Laporan wartawan Kompas Orin Basuki
JAKARTA, SELASA - Kalangan DPR berharap Presiden Susilo Bambang Yudhoyono tetap mempertahankan Sri Mulyani Indrawati sebagai menteri keuangan dan tidak mencalonkannya sebagai Gubernur Bank Indonesia atau BI. Itu disebabkan pekerjaan yang menjadi beban Sri Mulyani masih sangat berat dan belum tentu bisa diselesaikan oleh orang lain. Pekerjaan utamanya saat ini adalah membongkar keboborkan di Departemen Keuangan melalui program Reformasi Birokrasi.
Demikian diungkapkan Wakil Ketua Komisi XI DPR (mitra pemerintah yang menjalankan uji kelayakan dan kepatutan calon Gubernur BI) Endin AJ Soefihara di Jakarta, Selasa (1/4).
Menurut Endin, jika Presiden Susilo Bambang Yudhoyono mencalonkan salah satu dari Sri Mulyani atau Menko Perekonomia Boediono untuk menjadi Gubernur BI, maka jabatan Menko tidak boleh dijabat oleh salah satu dari mereka. Jika Boediono yang dicalonkan, maka pemerintah harus mencari orang lain yang menggantikannya. "Harus ada menko baru," ujarnya.
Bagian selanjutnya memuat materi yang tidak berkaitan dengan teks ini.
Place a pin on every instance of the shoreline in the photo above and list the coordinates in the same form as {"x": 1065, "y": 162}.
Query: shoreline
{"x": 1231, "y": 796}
Figur Sri Mulyani sendiri, ujar Endin, masih sangat dibutuhkan di Departemen Keuangan. Itu disebabkan reformasi birokrasi di Departemen Keuangan masih berlangsung.
"Jika proses reformasi itu ditinggalkan, maka perbaikan di Departemen Keuangan akan terputus. Bisa kacau lagi jika posisi menteri keuangan diganti orang lain," ujar Endin.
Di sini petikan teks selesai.